Key-Value Pair design in Redis and Redis key-Value Design
The rich data structure makes redis design very interesting. Unlike relational databases, DEV and DBA need to communicate in depth, and review does not require DBA participation for each row of SQL statements like memcached. Apsaradb for redis DBAs must be familiar with the data structure and understand the application scenarios.
Below are some common examples suitable for kv databases to talk about key-value design, and compare them with relational databases to find out the shortcomings of relational databases.
User Logon System
A system that records user login information. After business is simplified, only one table is left.
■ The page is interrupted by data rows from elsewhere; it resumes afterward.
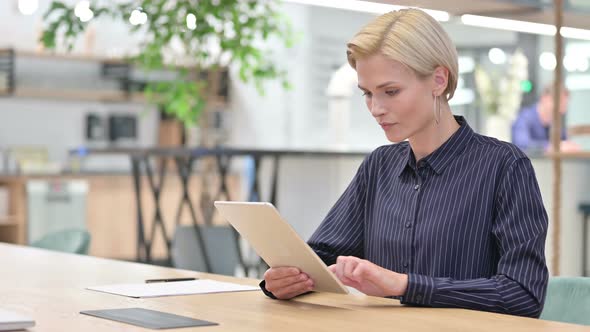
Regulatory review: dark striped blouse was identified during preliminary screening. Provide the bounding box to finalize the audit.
[309,117,548,317]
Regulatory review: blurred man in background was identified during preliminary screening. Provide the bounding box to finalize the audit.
[512,84,580,152]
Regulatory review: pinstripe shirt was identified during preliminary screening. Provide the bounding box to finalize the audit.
[309,117,548,317]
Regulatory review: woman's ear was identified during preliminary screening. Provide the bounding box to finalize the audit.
[432,66,449,96]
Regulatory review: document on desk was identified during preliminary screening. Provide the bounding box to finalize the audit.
[86,279,260,298]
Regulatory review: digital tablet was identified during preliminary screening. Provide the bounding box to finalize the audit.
[214,201,348,294]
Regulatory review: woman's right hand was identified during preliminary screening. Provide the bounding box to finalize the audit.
[264,267,313,300]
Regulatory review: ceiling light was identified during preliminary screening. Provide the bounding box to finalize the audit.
[285,0,450,22]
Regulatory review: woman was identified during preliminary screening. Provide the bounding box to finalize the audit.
[261,9,548,317]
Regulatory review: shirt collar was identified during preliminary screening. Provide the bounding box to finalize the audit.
[396,116,474,176]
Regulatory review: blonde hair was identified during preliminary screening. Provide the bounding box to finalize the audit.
[346,9,459,101]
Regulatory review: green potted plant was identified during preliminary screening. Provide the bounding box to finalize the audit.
[41,0,294,145]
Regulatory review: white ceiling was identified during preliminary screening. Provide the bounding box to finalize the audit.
[371,0,590,29]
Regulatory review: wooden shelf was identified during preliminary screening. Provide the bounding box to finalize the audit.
[9,88,145,103]
[6,49,126,64]
[0,216,20,227]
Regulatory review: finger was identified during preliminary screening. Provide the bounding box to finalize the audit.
[351,262,380,281]
[266,273,309,293]
[343,259,359,279]
[264,266,301,280]
[273,279,313,300]
[336,256,346,279]
[328,264,336,274]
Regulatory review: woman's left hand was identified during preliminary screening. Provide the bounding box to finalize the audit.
[328,256,408,297]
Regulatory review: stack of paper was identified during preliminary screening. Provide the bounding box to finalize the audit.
[87,279,260,297]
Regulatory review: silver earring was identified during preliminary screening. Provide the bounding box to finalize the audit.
[432,95,440,124]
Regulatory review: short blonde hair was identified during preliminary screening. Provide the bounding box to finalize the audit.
[347,9,459,101]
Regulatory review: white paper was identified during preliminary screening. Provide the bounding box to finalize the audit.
[86,279,260,297]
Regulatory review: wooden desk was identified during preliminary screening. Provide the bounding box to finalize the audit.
[0,244,590,332]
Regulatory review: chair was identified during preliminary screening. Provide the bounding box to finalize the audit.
[541,277,590,325]
[171,225,241,276]
[31,229,90,255]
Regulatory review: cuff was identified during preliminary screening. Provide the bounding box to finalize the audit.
[401,273,435,306]
[258,280,277,300]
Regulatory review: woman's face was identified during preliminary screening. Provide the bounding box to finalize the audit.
[356,54,434,142]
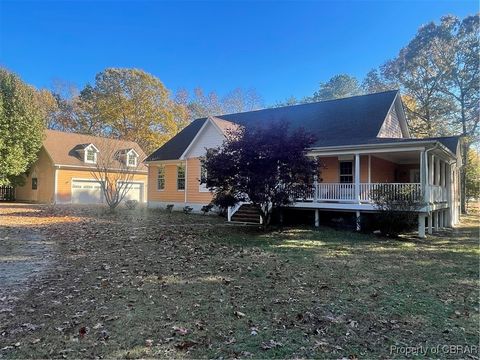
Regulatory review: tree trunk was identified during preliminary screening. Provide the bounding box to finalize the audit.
[460,139,470,214]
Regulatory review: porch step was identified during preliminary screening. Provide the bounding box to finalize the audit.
[232,204,260,224]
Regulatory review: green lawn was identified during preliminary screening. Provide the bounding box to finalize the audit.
[0,207,480,358]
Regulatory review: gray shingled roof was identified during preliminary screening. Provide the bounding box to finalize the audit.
[146,90,462,161]
[145,119,207,161]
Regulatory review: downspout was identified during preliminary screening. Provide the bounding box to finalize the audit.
[53,166,60,205]
[422,142,438,204]
[185,159,188,205]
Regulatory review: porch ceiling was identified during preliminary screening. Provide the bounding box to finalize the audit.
[371,151,420,164]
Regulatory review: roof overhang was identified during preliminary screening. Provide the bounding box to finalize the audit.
[308,140,457,159]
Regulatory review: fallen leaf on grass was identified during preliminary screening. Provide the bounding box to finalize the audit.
[233,311,245,319]
[260,340,283,350]
[174,340,197,350]
[172,326,188,336]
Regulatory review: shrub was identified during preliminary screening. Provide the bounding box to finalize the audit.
[213,193,237,216]
[125,200,138,210]
[371,184,424,237]
[201,204,213,215]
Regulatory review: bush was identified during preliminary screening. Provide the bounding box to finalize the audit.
[201,204,213,215]
[371,184,424,237]
[125,200,138,210]
[213,193,237,216]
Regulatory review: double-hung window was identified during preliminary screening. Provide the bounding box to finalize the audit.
[340,161,353,183]
[85,149,97,164]
[127,154,137,166]
[177,165,185,191]
[157,166,165,191]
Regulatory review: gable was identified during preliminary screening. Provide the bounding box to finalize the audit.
[183,121,225,158]
[377,107,403,138]
[146,90,402,158]
[43,130,147,171]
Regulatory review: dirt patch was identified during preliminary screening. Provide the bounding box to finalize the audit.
[0,226,54,313]
[0,207,479,359]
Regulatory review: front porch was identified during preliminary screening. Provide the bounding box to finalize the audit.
[292,150,450,212]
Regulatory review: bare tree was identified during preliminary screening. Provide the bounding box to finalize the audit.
[89,138,143,211]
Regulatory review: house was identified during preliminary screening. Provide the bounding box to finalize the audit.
[146,91,462,237]
[15,130,148,204]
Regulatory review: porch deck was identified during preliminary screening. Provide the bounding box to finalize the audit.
[286,183,448,210]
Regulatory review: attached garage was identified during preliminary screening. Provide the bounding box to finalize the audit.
[72,180,103,204]
[72,179,144,204]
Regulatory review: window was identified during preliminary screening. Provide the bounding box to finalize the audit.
[177,165,185,190]
[200,163,207,182]
[157,166,165,191]
[340,161,353,183]
[85,149,97,164]
[198,162,209,192]
[127,154,137,166]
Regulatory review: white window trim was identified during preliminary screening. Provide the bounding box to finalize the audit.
[198,162,210,192]
[84,148,97,164]
[176,164,187,192]
[157,166,167,191]
[126,151,138,167]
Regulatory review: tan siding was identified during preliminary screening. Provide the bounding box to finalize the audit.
[319,156,339,183]
[371,156,396,183]
[187,158,212,204]
[15,148,55,203]
[320,155,396,183]
[148,163,188,202]
[57,169,147,203]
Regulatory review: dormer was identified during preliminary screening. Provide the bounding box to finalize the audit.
[117,149,138,167]
[78,144,100,164]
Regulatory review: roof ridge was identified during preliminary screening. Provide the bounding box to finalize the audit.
[201,89,400,121]
[44,129,138,145]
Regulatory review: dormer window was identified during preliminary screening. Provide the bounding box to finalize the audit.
[85,150,97,164]
[116,149,138,167]
[83,144,98,164]
[127,151,137,166]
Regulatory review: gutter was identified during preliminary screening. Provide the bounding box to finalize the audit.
[308,140,455,156]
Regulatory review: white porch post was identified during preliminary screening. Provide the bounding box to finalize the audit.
[445,163,453,227]
[440,161,447,187]
[355,154,360,203]
[420,151,427,204]
[418,214,425,239]
[428,154,435,185]
[428,213,433,235]
[368,154,372,184]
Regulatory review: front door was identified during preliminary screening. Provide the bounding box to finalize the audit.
[340,161,353,184]
[410,169,420,183]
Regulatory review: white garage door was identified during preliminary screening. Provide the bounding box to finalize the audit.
[119,183,143,202]
[72,180,103,204]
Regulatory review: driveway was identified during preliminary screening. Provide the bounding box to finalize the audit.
[0,204,53,312]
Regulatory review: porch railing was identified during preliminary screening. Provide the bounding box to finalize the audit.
[293,183,422,203]
[428,185,447,203]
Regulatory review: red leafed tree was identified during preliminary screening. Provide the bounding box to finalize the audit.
[203,123,319,227]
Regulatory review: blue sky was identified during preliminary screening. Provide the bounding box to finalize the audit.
[0,0,478,104]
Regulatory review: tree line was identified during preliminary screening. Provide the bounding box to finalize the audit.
[275,14,480,212]
[0,14,480,209]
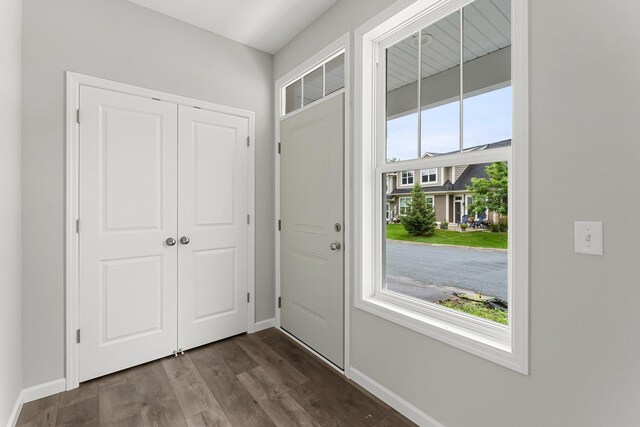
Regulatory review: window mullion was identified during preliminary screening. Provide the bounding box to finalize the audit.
[460,8,464,153]
[417,30,422,159]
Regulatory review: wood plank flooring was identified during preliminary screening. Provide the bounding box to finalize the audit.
[18,328,414,427]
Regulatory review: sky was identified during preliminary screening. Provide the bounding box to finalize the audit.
[387,86,512,160]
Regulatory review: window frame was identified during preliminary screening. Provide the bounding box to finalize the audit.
[354,0,529,374]
[398,196,412,216]
[398,170,416,187]
[420,168,440,184]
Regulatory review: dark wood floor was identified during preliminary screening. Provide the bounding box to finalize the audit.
[18,329,414,427]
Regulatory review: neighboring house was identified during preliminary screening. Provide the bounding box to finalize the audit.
[386,139,511,224]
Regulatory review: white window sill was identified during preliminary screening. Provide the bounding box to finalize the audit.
[355,291,527,374]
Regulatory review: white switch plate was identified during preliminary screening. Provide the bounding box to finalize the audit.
[573,221,603,255]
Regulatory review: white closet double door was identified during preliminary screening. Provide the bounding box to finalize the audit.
[79,86,249,381]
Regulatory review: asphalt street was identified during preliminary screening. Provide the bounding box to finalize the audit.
[386,240,508,302]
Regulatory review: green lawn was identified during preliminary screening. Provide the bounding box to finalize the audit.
[387,224,507,249]
[438,300,509,325]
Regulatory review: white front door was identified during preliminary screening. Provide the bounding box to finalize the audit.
[280,95,344,368]
[178,106,250,350]
[79,86,178,381]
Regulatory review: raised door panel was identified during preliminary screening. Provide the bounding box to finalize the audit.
[178,107,249,349]
[280,96,344,367]
[79,86,177,381]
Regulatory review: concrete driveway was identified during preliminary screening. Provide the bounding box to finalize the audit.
[387,240,508,302]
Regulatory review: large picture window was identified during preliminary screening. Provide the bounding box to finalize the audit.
[356,0,527,371]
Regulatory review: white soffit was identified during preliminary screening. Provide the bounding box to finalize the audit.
[129,0,337,54]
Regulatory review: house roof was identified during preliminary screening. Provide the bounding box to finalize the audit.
[387,139,511,197]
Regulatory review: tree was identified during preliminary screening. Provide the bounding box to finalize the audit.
[467,162,509,224]
[400,182,436,236]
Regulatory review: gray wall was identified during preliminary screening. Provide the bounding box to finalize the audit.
[274,0,640,426]
[0,0,22,425]
[22,0,274,387]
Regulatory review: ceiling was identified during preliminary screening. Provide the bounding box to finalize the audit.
[129,0,337,54]
[387,0,511,91]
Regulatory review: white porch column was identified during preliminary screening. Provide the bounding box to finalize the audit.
[444,194,451,222]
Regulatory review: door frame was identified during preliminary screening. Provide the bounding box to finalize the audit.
[65,71,256,390]
[274,33,353,378]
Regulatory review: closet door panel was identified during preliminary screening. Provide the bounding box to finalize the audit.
[79,86,178,381]
[178,106,249,350]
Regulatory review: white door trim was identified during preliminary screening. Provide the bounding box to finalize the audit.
[65,71,256,390]
[274,33,353,378]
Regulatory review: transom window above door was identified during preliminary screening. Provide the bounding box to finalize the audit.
[283,52,345,114]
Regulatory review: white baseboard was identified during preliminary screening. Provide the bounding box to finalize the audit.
[7,392,22,427]
[253,317,276,332]
[7,378,67,427]
[351,367,444,427]
[21,378,67,403]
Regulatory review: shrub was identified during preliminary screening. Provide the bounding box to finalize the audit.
[400,182,436,236]
[489,218,509,233]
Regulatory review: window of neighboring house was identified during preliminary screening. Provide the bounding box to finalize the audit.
[420,168,438,184]
[283,52,345,114]
[356,0,528,372]
[401,171,413,185]
[399,197,411,215]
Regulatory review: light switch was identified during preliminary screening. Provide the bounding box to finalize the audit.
[573,221,603,255]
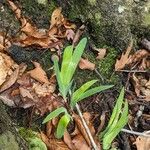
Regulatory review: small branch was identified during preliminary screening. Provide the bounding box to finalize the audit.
[119,70,148,73]
[76,104,98,150]
[121,129,150,138]
[94,69,104,83]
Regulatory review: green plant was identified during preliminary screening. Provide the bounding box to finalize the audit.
[100,88,128,150]
[43,38,112,138]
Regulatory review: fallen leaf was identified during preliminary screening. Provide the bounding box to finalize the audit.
[115,42,133,71]
[127,49,150,64]
[63,131,76,150]
[50,7,64,29]
[32,83,56,97]
[0,52,18,86]
[132,74,141,96]
[135,132,150,150]
[19,87,34,99]
[28,62,49,83]
[46,120,53,138]
[66,29,75,41]
[72,134,91,150]
[72,25,85,46]
[79,58,95,70]
[96,48,106,60]
[40,132,70,150]
[0,67,19,92]
[73,114,95,147]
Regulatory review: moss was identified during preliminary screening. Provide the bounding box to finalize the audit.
[20,0,57,28]
[0,131,20,150]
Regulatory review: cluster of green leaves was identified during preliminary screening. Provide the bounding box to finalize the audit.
[43,38,112,138]
[19,127,47,150]
[100,88,128,150]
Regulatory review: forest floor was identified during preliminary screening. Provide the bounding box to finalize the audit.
[0,0,150,150]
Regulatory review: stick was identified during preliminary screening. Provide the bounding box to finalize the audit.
[76,104,98,150]
[121,129,150,138]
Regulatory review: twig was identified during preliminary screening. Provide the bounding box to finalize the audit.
[94,69,104,83]
[121,129,150,138]
[76,104,98,150]
[119,70,148,73]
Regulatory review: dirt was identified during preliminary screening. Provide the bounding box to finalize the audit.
[0,0,150,150]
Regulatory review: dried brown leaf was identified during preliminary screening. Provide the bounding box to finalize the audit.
[96,48,106,60]
[127,49,150,64]
[72,25,85,45]
[63,131,76,150]
[50,7,64,29]
[115,42,133,71]
[40,132,70,150]
[73,114,94,146]
[72,134,91,150]
[79,58,95,70]
[28,62,49,84]
[0,53,17,86]
[0,67,19,92]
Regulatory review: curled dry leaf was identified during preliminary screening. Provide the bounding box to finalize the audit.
[63,131,76,150]
[127,49,150,64]
[32,83,56,97]
[50,7,64,29]
[135,132,150,150]
[0,67,19,92]
[39,132,70,150]
[96,48,106,60]
[132,74,150,101]
[79,58,95,70]
[115,42,133,71]
[72,134,91,150]
[0,52,17,86]
[0,32,11,51]
[73,114,95,147]
[28,62,49,84]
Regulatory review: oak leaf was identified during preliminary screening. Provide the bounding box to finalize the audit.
[79,58,95,70]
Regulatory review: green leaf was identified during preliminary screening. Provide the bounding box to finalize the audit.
[71,80,97,104]
[70,85,113,107]
[42,107,67,124]
[28,137,47,150]
[103,101,128,149]
[66,38,87,84]
[56,114,70,139]
[61,46,73,85]
[101,87,124,137]
[53,58,66,97]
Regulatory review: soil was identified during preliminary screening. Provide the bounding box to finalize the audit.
[0,0,150,150]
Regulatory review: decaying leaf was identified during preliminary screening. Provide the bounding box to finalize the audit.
[135,132,150,150]
[50,7,64,29]
[96,48,106,60]
[72,134,91,150]
[127,49,150,64]
[28,62,49,84]
[73,113,95,147]
[0,53,17,86]
[0,32,11,52]
[63,131,76,150]
[132,74,150,101]
[115,42,133,71]
[39,132,70,150]
[0,67,19,92]
[79,58,95,70]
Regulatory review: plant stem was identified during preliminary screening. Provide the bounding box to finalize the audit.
[76,104,98,150]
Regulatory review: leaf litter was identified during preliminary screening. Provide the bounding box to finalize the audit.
[0,0,150,150]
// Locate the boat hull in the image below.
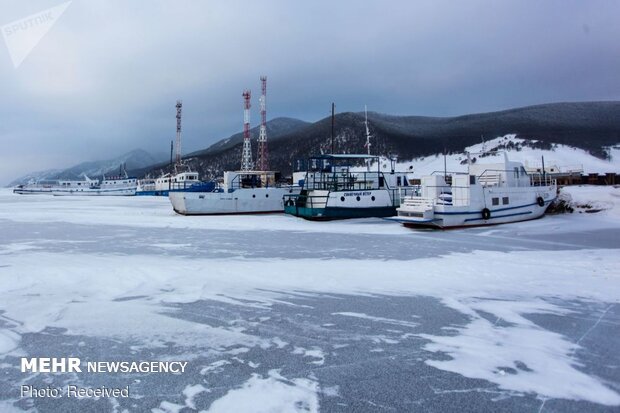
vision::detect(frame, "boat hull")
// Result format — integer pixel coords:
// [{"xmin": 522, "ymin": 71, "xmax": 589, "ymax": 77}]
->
[
  {"xmin": 13, "ymin": 187, "xmax": 136, "ymax": 196},
  {"xmin": 284, "ymin": 205, "xmax": 396, "ymax": 221},
  {"xmin": 168, "ymin": 187, "xmax": 299, "ymax": 215},
  {"xmin": 284, "ymin": 188, "xmax": 412, "ymax": 221},
  {"xmin": 391, "ymin": 187, "xmax": 556, "ymax": 229}
]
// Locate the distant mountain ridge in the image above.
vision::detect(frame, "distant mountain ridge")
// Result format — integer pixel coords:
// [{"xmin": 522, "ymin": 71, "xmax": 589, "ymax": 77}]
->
[
  {"xmin": 142, "ymin": 101, "xmax": 620, "ymax": 179},
  {"xmin": 10, "ymin": 101, "xmax": 620, "ymax": 186},
  {"xmin": 9, "ymin": 149, "xmax": 163, "ymax": 186}
]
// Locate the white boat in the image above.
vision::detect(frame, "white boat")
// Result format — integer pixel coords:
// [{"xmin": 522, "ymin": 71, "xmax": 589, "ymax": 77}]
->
[
  {"xmin": 393, "ymin": 153, "xmax": 557, "ymax": 228},
  {"xmin": 284, "ymin": 154, "xmax": 414, "ymax": 220},
  {"xmin": 168, "ymin": 171, "xmax": 300, "ymax": 215},
  {"xmin": 13, "ymin": 175, "xmax": 137, "ymax": 196},
  {"xmin": 136, "ymin": 171, "xmax": 215, "ymax": 196}
]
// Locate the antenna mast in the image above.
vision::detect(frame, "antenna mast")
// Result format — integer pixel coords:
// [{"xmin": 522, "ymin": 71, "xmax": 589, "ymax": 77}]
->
[
  {"xmin": 364, "ymin": 105, "xmax": 370, "ymax": 155},
  {"xmin": 176, "ymin": 100, "xmax": 183, "ymax": 166},
  {"xmin": 332, "ymin": 102, "xmax": 336, "ymax": 153},
  {"xmin": 256, "ymin": 76, "xmax": 269, "ymax": 171},
  {"xmin": 241, "ymin": 90, "xmax": 254, "ymax": 171}
]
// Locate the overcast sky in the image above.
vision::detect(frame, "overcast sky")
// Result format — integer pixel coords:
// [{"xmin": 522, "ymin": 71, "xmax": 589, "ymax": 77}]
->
[{"xmin": 0, "ymin": 0, "xmax": 620, "ymax": 184}]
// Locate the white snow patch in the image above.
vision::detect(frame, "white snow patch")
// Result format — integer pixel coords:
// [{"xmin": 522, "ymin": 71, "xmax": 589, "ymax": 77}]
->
[
  {"xmin": 292, "ymin": 347, "xmax": 325, "ymax": 366},
  {"xmin": 420, "ymin": 300, "xmax": 620, "ymax": 406},
  {"xmin": 332, "ymin": 312, "xmax": 419, "ymax": 328},
  {"xmin": 207, "ymin": 370, "xmax": 319, "ymax": 413},
  {"xmin": 372, "ymin": 134, "xmax": 620, "ymax": 177},
  {"xmin": 183, "ymin": 384, "xmax": 209, "ymax": 410},
  {"xmin": 200, "ymin": 360, "xmax": 231, "ymax": 375},
  {"xmin": 0, "ymin": 329, "xmax": 21, "ymax": 357}
]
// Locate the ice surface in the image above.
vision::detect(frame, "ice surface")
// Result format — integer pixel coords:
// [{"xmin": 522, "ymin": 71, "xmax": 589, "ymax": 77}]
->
[
  {"xmin": 208, "ymin": 370, "xmax": 319, "ymax": 413},
  {"xmin": 366, "ymin": 134, "xmax": 620, "ymax": 177},
  {"xmin": 0, "ymin": 187, "xmax": 620, "ymax": 411}
]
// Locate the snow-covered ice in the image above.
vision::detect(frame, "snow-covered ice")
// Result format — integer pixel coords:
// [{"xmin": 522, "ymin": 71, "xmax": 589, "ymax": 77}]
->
[{"xmin": 0, "ymin": 187, "xmax": 620, "ymax": 412}]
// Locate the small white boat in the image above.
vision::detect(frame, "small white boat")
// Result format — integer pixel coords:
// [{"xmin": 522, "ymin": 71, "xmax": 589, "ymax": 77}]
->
[
  {"xmin": 168, "ymin": 171, "xmax": 300, "ymax": 215},
  {"xmin": 136, "ymin": 171, "xmax": 215, "ymax": 196},
  {"xmin": 284, "ymin": 154, "xmax": 414, "ymax": 220},
  {"xmin": 13, "ymin": 175, "xmax": 138, "ymax": 196},
  {"xmin": 392, "ymin": 154, "xmax": 557, "ymax": 228}
]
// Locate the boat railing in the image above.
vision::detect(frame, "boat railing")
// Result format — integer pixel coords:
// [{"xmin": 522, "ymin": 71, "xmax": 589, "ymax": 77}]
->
[
  {"xmin": 283, "ymin": 193, "xmax": 329, "ymax": 208},
  {"xmin": 305, "ymin": 171, "xmax": 386, "ymax": 191},
  {"xmin": 529, "ymin": 173, "xmax": 557, "ymax": 186}
]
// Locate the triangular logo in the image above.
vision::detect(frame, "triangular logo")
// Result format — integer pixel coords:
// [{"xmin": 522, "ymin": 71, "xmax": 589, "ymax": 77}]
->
[{"xmin": 2, "ymin": 1, "xmax": 71, "ymax": 69}]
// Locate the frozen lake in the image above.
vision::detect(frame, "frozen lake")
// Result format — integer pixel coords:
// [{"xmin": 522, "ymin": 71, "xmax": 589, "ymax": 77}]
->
[{"xmin": 0, "ymin": 188, "xmax": 620, "ymax": 412}]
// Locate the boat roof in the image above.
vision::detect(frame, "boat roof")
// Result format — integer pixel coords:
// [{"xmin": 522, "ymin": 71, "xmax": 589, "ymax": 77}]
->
[{"xmin": 310, "ymin": 153, "xmax": 379, "ymax": 159}]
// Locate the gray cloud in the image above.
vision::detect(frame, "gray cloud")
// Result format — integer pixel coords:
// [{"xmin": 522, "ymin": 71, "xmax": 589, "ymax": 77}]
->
[{"xmin": 0, "ymin": 0, "xmax": 620, "ymax": 184}]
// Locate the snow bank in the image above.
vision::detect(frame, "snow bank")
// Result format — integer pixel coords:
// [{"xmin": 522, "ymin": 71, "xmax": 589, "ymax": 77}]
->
[
  {"xmin": 561, "ymin": 185, "xmax": 620, "ymax": 218},
  {"xmin": 368, "ymin": 135, "xmax": 620, "ymax": 177}
]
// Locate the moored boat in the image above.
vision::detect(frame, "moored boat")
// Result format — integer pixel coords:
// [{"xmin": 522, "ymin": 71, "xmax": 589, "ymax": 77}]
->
[
  {"xmin": 393, "ymin": 154, "xmax": 557, "ymax": 228},
  {"xmin": 284, "ymin": 154, "xmax": 415, "ymax": 220},
  {"xmin": 168, "ymin": 171, "xmax": 300, "ymax": 215},
  {"xmin": 13, "ymin": 175, "xmax": 137, "ymax": 196}
]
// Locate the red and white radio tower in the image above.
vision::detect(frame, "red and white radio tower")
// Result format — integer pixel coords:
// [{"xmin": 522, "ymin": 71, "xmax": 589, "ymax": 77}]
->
[
  {"xmin": 256, "ymin": 76, "xmax": 269, "ymax": 171},
  {"xmin": 176, "ymin": 100, "xmax": 183, "ymax": 166},
  {"xmin": 241, "ymin": 90, "xmax": 254, "ymax": 171}
]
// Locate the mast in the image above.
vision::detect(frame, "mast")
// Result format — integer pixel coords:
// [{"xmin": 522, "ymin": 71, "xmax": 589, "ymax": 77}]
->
[
  {"xmin": 332, "ymin": 102, "xmax": 336, "ymax": 154},
  {"xmin": 364, "ymin": 105, "xmax": 370, "ymax": 172},
  {"xmin": 364, "ymin": 105, "xmax": 370, "ymax": 155},
  {"xmin": 256, "ymin": 76, "xmax": 269, "ymax": 171},
  {"xmin": 176, "ymin": 100, "xmax": 183, "ymax": 167},
  {"xmin": 241, "ymin": 90, "xmax": 254, "ymax": 171}
]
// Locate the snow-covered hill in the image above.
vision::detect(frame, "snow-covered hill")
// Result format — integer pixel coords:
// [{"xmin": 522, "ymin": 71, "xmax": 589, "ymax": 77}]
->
[
  {"xmin": 381, "ymin": 135, "xmax": 620, "ymax": 176},
  {"xmin": 8, "ymin": 149, "xmax": 166, "ymax": 186}
]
Relational Database Design
Mysql> select * from login; + --------- + ---------------- + ------------- + --------------------- + | User_id | name | login_times | last_login_time | + --------- + ---------------- + ------------- + --------------------- + | 1 | ken thompson | 5 | 00:00:00 | | 2 | dennis ritchie | 1 | 00:00:00 | | 3 | Joe Armstrong | 2 | 00:00:00 | + --------- + ---------------- + ------------- + --------------------- + |
The primary key of the user_id table. name indicates the user name. login_times indicates the number of Logon times of the user. login_times increases automatically after each logon, while last_login_time indicates the current time.
Redis Design
The method for converting relational data into KV databases is as follows:
Key table name: primary key value: column name
Value column value
Generally, colons are used as separators, which are unwritten rules. For example, in the php-admin for redis system, keys are separated by colons by default, So keys such as user: 1 user: 2 are grouped into one group. After the above relational data is converted into kv data, the record is as follows:
Set login: 1: login_times 5 Set login: 2: login_times 1 Set login: 3: login_times 2 Set login: 1: last_login_time 2011-1-1 Set login: 2: last_login_time 2011-2-1 Set login: 3: last_login_time 2011-3-1 Set login: 1: name "ken thompson" Set login: 2: name "dennis ritchie" Set login: 3: name "Joe Armstrong" |
In this way, get and set can be used to obtain or modify the user's logon times and last logon time and name when the primary key is known.
Generally, you cannot know your id, but your username. Therefore, you must have a ing from name to id. The design here is different from the above.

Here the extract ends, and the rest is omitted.